Théophyl. Le Seigneur ajoute une autre parabole qui a le même objet: «Pourquoi voyez-vous une paille (c'est-à-dire une faute légère dans l'oeil de votre frère), tandis que vous n'apercevez pas la poutre, (c'est-à-dire les fautes énormes) qui sont dans votre oeil ?» - Bède. Cette comparaison fait suite à la précédente, où le Sauveur nous déclare qu'un aveugle ne peut servir de guide à un autre aveugle, (c'est-à-dire qu'un pécheur ne peut être repris par un autre pécheur); Notre-Seigneur ajoute donc: «Comment pouvez-vous dire à votre frère: Mon frère, laissez-moi ôter la paille de votre oeil, vous qui ne voyez pas la poutre qui est dans le vôtre ?» - S. Cyr. C'est-à-dire: Comment celui dont la conscience est chargée de crimes énormes (figurés par la poutre) peut-il condamner celui qui n'en a que de légers, ou même qui n'en a aucun à se reprocher? car c'est ce que la paille signifie. - Théophyl.
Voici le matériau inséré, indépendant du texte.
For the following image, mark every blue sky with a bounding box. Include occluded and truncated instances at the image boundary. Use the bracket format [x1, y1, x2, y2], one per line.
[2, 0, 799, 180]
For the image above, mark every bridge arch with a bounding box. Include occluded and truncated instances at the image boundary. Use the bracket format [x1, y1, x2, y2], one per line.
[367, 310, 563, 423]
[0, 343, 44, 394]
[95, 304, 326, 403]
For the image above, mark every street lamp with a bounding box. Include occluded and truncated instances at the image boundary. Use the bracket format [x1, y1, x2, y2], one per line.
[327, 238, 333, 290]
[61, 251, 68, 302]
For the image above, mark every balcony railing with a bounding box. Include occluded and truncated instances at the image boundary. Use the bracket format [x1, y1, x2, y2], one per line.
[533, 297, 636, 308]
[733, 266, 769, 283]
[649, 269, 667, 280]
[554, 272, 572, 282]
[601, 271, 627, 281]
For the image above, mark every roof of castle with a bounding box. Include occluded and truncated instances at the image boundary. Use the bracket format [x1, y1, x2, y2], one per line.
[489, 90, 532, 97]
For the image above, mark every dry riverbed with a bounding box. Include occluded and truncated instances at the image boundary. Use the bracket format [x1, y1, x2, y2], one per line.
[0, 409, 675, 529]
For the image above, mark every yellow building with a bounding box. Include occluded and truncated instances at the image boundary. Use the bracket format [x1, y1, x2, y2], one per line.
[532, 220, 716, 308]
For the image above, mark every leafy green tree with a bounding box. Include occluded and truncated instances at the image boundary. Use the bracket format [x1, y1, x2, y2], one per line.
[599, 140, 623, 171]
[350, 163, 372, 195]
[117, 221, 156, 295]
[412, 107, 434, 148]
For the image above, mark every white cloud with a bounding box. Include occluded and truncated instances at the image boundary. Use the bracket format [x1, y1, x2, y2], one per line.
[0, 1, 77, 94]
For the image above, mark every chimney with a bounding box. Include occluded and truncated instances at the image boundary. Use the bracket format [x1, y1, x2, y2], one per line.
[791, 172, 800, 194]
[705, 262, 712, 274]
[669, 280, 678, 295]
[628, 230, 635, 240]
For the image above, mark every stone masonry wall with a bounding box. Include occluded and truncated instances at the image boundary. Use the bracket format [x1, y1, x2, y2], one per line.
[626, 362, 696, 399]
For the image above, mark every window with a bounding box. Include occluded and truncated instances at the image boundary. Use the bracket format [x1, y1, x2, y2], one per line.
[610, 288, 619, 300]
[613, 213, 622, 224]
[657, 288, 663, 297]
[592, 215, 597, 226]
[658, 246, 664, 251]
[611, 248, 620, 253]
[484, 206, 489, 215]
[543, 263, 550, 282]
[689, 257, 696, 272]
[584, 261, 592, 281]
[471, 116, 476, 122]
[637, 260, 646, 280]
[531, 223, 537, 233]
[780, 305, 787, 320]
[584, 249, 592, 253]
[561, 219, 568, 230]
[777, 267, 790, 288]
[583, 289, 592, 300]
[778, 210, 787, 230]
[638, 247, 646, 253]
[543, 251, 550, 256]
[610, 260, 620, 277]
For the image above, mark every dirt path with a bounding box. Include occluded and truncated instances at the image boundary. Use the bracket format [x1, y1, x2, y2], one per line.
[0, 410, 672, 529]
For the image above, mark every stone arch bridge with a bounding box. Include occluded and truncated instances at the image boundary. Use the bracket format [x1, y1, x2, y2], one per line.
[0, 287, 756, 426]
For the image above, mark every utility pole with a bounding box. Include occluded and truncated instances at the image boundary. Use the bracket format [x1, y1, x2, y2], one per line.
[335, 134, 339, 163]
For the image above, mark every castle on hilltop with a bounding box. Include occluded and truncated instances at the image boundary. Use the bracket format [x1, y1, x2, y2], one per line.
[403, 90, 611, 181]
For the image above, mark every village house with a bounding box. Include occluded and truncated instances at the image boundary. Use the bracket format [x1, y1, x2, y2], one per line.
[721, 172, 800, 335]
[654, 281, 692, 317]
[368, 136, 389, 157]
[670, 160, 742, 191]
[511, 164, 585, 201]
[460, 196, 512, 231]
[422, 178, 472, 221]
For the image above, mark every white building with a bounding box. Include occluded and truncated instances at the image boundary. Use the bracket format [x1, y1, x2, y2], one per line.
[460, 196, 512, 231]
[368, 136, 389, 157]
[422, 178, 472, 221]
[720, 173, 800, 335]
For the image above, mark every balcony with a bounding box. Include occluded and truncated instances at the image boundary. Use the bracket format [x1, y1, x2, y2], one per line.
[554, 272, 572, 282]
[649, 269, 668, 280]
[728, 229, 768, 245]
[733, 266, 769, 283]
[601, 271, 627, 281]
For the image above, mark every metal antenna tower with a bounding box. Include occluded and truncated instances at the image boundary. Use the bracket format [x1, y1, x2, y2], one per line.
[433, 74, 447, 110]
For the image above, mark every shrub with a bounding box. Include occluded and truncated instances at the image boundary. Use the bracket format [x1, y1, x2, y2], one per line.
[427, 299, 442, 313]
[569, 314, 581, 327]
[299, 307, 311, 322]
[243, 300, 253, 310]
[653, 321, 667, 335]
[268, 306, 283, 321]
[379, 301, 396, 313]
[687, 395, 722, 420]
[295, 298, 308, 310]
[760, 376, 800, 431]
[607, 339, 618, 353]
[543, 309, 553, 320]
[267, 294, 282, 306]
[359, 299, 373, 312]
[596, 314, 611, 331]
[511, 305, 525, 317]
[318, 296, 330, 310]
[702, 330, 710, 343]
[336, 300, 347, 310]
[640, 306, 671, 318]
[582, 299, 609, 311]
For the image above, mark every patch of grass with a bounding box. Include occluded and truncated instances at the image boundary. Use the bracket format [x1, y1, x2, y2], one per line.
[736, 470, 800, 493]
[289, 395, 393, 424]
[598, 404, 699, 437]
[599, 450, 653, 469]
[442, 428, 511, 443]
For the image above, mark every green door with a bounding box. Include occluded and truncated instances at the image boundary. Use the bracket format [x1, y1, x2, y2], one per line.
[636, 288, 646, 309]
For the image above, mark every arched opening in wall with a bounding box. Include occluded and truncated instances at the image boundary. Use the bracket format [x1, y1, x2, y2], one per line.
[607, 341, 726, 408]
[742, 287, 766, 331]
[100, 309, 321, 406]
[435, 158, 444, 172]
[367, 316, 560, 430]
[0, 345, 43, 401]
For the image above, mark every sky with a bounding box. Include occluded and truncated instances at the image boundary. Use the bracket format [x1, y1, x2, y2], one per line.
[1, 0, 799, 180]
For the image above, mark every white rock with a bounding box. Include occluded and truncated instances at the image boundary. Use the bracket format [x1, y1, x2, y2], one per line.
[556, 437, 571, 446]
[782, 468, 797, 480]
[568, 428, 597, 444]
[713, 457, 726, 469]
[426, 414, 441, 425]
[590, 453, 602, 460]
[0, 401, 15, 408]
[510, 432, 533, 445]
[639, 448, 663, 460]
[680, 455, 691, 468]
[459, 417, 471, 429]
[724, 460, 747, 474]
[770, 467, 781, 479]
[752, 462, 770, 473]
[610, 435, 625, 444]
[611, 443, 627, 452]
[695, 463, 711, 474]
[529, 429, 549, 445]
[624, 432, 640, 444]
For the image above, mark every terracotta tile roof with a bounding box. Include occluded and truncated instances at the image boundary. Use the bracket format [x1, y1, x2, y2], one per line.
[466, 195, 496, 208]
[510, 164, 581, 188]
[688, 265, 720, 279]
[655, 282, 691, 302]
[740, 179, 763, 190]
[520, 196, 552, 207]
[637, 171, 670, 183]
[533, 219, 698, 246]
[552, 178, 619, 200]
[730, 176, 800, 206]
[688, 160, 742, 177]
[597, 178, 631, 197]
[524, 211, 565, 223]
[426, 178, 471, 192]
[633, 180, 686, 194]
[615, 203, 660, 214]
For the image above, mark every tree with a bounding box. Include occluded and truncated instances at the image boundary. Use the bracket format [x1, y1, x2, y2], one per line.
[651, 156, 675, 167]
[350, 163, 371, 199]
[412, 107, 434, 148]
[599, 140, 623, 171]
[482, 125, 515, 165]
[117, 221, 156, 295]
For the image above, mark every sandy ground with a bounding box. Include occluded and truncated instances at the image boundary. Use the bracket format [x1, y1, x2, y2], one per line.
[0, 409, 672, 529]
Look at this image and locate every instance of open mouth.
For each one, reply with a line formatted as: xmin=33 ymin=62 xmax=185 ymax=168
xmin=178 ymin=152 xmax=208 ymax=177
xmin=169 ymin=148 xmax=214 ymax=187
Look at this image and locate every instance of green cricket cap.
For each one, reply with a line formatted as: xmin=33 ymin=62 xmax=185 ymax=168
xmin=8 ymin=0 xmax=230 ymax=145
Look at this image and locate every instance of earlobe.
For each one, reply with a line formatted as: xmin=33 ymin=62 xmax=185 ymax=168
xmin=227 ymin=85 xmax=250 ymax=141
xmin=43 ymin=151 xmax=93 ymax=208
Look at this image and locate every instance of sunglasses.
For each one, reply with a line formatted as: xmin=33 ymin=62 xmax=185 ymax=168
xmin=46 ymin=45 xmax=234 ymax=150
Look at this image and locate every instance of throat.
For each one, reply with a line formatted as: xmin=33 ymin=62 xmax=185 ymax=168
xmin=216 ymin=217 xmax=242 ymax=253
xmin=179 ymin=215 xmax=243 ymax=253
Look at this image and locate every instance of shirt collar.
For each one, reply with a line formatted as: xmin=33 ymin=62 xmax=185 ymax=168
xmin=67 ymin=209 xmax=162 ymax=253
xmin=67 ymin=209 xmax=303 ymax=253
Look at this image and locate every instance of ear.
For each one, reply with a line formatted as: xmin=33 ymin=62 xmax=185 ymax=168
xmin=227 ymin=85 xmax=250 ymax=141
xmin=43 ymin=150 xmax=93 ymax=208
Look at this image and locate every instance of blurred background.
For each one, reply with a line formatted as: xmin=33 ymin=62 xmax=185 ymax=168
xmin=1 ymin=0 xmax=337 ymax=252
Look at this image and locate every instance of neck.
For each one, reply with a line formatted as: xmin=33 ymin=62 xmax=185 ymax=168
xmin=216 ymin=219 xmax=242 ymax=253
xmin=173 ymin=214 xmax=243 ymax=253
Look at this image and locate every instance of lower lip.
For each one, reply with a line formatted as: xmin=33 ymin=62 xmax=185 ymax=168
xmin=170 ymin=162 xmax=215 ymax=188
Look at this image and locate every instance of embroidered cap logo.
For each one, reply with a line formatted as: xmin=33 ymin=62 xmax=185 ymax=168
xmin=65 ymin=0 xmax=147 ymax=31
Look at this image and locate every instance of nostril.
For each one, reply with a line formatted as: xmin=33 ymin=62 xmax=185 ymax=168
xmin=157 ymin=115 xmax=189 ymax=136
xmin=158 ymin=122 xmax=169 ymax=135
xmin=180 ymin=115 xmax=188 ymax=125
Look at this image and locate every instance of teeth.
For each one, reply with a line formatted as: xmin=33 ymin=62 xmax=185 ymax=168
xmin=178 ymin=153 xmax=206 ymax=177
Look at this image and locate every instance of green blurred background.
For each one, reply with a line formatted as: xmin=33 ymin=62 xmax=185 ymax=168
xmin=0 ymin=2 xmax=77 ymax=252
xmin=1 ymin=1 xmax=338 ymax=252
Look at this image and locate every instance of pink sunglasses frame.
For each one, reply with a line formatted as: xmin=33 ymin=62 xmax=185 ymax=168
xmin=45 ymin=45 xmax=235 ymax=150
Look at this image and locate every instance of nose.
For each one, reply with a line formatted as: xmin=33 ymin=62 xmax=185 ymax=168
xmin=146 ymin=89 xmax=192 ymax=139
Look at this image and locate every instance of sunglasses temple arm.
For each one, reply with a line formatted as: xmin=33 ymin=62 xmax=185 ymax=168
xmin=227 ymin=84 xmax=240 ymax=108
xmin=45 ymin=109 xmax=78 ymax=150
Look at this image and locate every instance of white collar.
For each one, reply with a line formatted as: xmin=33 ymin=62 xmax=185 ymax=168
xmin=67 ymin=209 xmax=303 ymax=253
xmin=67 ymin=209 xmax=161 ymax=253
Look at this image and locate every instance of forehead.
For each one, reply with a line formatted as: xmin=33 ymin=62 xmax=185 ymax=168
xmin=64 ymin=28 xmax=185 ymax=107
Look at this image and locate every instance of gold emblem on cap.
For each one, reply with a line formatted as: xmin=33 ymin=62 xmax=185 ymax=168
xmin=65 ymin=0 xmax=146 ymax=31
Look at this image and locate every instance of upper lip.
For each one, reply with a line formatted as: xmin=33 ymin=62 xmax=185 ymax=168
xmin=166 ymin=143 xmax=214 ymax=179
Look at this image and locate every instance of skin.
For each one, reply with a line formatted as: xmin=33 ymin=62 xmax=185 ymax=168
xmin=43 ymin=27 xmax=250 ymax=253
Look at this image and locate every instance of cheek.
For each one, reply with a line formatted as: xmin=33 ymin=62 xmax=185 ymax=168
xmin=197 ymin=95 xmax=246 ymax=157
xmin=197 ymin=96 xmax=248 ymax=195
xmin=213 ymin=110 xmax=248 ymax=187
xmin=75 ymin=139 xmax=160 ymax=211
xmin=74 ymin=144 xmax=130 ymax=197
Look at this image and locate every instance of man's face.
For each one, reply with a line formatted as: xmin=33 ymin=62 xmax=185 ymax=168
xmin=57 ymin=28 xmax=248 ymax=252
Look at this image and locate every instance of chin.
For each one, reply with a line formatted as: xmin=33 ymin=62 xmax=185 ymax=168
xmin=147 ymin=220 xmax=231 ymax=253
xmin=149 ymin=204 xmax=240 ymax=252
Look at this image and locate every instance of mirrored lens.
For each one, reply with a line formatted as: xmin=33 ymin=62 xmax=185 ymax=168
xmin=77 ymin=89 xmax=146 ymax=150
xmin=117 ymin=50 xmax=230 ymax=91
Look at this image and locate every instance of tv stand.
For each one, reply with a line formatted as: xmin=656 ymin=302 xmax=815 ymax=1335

Cette leçon s'adresse à tous, mais surtout aux docteurs qui punissent sévèrement, dans leurs disciples, les moindres fautes, tout en s'accordant le bénéfice de l'impunité pour les plus grandes; c'est ce qui leur attire de la part du Seigneur le reproche d'hypocrisie, parce qu'ils jugent sévèrement les péchés d'autrui pour faire ressortir leur propre justice: «Hypocrites, ôtez d'abord la poutre de votre oeil», etc. - S. Cyr. C'est-à-dire purifiez-vous d'abord de ces crimes énormes qui souillent votre conscience, et alors vous pourrez vous montrer zélé pour corriger votre frère de ses fautes légères. - S. Bas. (hom. 9 sur l'Hexam). La connaissance de soi-même est en effet de la dernière importance; l'oeil qui considère les choses extérieures, ne peut voir ce qui se passe en lui-même; ainsi en est-il de notre esprit, lorsqu'il est prompt à juger les péchés d'autrui, il devient lent à découvrir ses propres défauts.


vv. 43-45

9643 Lc 6,43-45

Bède. Notre-Seigneur continue à parler ici contre les hypocrites: «L'arbre qui produit de mauvais fruits, n'est pas bon», etc.; paroles dont voici le sens: Si vous voulez avoir une vertu véritable et sincère, montrez-vous dans les oeuvres ce que vous êtes en paroles; car l'hypocrite qui se couvre du masque de la vertu, n'est cependant pas vertueux, s'il fait le mal; et s'il ose reprendre un innocent, ses reproches ne le rendent pas pour cela mauvais, puisqu'il fait le bien. - Tite de Bost. Que ces paroles ne favorisent point votre négligence, un arbre est soumis aux lois qui régissent la nature végétale; pour vous, au contraire, vous avez l'usage de votre libre arbitre; tout arbre stérile a été créé pour une fin particulière; pour vous, vous avez été créé pour pratiquer la vertu. - S. Isid. (Liv. 4, lettre 81). Ce n'est point le repentir, mais la persévérance dans le mal, que le Sauveur condamne par ces paroles; tant que la disposition de l'âme reste mauvaise, elle ne peut produire de bons fruits; mais si elle se tourne du côté du bien, alors elle produit des fruits de vertu. La nature de l'arbre s'appelle en nous l'affection, aussi elle peut ce qui est impossible à un arbre mauvais, c'est-à-dire produire de bons fruits.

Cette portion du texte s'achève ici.